United Way faces fundraising shortfall
For the first time in recent years, the United Way of the Fraser Valley (UWFV) has not met the fundraising goal for its annual campaign.
Lori Masse, the charity’s director of resource development, said the agency has collected $796,000 toward its $875,000 goal.
Last year, UWFV raised $827,000, just surpassing its $825,000 target.
Masse said unless the additional funds are collected this year, the charities that the United Way supports will suffer.
The organization covers the area from Aldergrove and Mission east to Boston Bar. It provides social service grants to 25 charities in areas such as early childhood success, homelessness and affordable housing, and poverty reduction.
Masse speculated that one of the reasons funds are down, not only for the United Way but other local charities, is the ongoing impact of the economic downturn.
“I think we’ve finally hit a wall where people are saying, ‘Things aren’t getting better,’ ” she said.
Masse said an influx of people retiring from their jobs is also affecting the United Way’s fundraising goals.
She said many of the agency’s largest donors have left their jobs and can no longer give as much, if any, money. People who are still working are tending to put aside more funds toward their retirement and less to charitable giving.
Meanwhile, the younger generation is racking up more debt than ever – from things such as education – and doesn’t have disposable income.

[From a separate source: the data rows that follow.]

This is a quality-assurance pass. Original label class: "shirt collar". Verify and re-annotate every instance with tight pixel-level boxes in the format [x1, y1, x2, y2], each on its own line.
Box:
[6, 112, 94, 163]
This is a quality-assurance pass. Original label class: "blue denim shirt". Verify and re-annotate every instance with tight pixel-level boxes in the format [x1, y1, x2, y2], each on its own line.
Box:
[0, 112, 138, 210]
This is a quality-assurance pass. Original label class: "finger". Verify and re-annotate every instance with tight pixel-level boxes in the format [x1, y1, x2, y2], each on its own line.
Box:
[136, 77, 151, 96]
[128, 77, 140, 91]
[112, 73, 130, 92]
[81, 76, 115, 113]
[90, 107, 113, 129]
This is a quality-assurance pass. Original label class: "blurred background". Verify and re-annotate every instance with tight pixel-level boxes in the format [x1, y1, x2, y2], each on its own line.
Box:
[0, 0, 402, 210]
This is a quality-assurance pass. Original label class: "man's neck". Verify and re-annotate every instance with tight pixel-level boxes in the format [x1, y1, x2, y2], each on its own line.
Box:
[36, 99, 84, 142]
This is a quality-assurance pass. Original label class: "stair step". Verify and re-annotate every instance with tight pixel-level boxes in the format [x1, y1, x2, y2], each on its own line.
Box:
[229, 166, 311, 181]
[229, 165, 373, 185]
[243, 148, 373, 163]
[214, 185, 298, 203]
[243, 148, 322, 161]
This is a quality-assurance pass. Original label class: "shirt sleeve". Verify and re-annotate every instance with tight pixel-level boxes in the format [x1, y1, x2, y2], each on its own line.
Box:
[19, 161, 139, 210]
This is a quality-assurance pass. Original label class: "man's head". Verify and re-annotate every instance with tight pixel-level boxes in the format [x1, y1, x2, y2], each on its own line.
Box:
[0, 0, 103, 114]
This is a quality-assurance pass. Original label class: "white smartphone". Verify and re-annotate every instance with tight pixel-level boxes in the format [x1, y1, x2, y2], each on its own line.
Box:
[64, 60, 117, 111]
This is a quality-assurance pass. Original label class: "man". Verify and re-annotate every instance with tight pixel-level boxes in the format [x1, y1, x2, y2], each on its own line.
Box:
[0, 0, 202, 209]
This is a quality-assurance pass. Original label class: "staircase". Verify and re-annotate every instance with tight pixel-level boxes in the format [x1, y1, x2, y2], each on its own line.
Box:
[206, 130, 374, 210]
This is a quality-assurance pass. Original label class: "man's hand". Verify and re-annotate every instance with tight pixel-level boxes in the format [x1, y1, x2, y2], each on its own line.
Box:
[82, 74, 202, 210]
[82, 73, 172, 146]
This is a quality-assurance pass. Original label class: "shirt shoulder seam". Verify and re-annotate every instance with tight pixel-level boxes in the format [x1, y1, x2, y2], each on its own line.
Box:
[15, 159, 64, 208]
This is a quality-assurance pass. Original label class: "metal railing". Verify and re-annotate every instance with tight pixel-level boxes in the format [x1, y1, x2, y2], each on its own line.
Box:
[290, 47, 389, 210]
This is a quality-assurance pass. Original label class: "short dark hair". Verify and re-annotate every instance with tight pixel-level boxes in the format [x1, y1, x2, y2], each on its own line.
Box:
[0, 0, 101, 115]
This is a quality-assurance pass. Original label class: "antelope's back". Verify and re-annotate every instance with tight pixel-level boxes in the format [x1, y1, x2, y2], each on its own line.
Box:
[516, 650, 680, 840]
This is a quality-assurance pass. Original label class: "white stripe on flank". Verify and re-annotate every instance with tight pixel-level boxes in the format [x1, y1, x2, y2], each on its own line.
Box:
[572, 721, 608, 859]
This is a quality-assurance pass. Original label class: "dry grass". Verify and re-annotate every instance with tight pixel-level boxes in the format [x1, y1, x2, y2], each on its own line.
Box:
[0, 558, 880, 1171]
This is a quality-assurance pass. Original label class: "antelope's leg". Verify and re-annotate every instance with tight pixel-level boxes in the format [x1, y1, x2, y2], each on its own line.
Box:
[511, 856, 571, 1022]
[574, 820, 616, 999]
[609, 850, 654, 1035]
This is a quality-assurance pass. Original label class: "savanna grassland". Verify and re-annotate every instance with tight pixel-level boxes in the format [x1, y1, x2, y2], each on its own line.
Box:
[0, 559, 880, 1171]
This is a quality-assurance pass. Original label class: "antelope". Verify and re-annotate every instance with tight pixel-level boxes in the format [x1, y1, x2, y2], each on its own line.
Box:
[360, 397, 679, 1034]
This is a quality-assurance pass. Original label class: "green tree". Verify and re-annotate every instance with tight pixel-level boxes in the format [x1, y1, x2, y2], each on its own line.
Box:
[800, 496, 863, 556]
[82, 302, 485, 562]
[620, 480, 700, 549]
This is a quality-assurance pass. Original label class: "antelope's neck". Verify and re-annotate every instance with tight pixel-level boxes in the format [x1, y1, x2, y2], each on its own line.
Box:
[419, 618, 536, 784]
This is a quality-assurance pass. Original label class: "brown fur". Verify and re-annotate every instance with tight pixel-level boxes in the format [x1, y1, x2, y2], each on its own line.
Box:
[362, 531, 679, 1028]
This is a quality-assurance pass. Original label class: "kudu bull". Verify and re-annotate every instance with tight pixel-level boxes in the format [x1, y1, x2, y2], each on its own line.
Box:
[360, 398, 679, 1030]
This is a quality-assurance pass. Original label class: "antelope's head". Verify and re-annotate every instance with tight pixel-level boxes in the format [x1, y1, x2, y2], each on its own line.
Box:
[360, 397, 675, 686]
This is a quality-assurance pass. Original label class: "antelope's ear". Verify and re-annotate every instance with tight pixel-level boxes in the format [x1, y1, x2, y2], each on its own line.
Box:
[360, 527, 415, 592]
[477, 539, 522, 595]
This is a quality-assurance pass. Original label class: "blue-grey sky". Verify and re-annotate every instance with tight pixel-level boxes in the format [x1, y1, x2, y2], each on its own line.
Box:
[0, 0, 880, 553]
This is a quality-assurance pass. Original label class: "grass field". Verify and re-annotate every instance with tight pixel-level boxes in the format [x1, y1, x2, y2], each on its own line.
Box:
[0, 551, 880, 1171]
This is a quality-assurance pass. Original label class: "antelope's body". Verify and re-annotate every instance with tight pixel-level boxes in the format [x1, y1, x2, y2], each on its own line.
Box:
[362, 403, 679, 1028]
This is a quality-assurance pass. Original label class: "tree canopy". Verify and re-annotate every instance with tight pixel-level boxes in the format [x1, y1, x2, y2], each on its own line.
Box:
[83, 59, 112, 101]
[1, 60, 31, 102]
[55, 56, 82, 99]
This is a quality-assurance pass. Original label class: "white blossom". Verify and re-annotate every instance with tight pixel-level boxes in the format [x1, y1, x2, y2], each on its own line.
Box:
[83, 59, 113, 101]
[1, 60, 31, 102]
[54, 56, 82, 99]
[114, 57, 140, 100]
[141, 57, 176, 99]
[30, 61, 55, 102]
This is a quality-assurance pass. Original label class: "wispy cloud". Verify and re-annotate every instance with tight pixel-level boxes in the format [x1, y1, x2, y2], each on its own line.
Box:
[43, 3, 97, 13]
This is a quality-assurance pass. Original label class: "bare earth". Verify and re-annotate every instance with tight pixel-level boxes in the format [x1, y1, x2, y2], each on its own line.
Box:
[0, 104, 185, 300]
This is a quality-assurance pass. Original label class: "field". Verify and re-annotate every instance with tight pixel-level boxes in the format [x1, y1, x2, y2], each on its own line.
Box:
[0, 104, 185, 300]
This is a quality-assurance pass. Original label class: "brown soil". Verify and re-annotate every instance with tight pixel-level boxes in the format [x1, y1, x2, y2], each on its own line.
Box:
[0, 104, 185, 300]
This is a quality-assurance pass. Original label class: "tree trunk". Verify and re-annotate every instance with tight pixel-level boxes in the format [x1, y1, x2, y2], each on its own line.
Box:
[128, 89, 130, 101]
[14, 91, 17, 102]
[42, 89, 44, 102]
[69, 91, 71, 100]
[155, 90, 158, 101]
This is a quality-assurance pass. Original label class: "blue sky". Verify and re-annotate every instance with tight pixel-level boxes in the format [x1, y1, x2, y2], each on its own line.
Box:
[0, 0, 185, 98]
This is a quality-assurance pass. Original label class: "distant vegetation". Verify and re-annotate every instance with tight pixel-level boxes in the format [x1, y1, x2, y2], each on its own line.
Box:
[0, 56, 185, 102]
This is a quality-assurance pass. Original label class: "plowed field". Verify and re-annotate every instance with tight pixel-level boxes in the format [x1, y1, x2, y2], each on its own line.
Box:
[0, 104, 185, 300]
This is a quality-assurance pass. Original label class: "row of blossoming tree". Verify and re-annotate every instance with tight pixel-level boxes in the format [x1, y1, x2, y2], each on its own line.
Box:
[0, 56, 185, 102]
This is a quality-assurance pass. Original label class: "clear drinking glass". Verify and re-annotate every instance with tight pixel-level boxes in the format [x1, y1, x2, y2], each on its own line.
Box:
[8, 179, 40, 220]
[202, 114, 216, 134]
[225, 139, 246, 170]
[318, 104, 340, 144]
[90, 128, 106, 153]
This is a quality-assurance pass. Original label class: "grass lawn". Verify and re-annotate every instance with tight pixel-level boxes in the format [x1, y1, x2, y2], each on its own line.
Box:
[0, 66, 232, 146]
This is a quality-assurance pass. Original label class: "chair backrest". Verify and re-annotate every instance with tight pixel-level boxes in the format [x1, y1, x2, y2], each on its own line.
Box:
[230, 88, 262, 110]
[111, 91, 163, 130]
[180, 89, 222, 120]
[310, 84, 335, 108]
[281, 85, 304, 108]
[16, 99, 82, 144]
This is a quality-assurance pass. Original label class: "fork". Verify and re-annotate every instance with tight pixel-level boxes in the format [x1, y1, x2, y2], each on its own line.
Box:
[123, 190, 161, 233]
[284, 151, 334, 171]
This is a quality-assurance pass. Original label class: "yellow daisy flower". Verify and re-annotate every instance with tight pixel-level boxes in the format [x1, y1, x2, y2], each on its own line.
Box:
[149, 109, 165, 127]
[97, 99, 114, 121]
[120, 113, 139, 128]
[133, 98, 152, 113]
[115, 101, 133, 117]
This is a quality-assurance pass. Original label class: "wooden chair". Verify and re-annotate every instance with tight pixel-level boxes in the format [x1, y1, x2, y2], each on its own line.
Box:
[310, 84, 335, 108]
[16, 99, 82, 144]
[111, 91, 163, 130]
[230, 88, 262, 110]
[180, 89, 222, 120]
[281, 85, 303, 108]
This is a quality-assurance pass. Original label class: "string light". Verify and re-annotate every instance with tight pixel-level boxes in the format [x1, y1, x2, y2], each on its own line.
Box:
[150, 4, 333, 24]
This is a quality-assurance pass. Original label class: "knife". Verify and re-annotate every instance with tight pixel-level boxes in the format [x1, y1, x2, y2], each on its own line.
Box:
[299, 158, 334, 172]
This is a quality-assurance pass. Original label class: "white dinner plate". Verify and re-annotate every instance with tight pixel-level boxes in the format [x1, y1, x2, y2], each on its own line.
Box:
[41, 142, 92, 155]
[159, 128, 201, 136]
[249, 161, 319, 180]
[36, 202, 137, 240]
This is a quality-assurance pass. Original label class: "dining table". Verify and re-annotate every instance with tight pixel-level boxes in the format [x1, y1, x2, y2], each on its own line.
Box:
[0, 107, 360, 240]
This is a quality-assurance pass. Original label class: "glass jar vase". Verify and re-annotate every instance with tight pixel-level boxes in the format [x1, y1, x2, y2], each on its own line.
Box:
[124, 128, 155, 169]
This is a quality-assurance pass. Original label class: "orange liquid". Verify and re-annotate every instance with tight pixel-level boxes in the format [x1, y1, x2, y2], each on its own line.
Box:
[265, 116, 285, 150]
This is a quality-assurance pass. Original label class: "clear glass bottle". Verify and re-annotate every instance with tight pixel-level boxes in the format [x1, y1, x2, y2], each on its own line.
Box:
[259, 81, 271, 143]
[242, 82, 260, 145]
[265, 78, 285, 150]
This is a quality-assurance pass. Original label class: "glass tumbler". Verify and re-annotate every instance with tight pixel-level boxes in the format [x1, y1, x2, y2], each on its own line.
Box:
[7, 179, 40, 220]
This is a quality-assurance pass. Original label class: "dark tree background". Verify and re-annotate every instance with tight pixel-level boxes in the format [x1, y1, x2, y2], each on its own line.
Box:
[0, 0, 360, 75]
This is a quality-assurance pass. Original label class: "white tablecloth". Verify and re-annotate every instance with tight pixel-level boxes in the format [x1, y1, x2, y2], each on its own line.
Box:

Masse said another trend is that more and more people want to volunteer their time with a charity, rather than contribute funds.
Masse said an ongoing challenge for UWFV is maintaining a profile in the community. Although many people are aware of the United Way, they don’t know it exists in the Fraser Valley.
As an example, Masse said the United Way of the Lower Mainland raised an average of $11.90 per person in 2011, while the Fraser Valley branch collected $2.85.
She said UWFV plans to launch a push to raise the remainder of the campaign goal.
The campaign runs annually from September to December, and 79 per cent of the funds come from employee payroll deductions. Another 19.6 per cent is from corporate donations, while the remaining 1.4 per cent is from individuals contributing outside of a workplace program.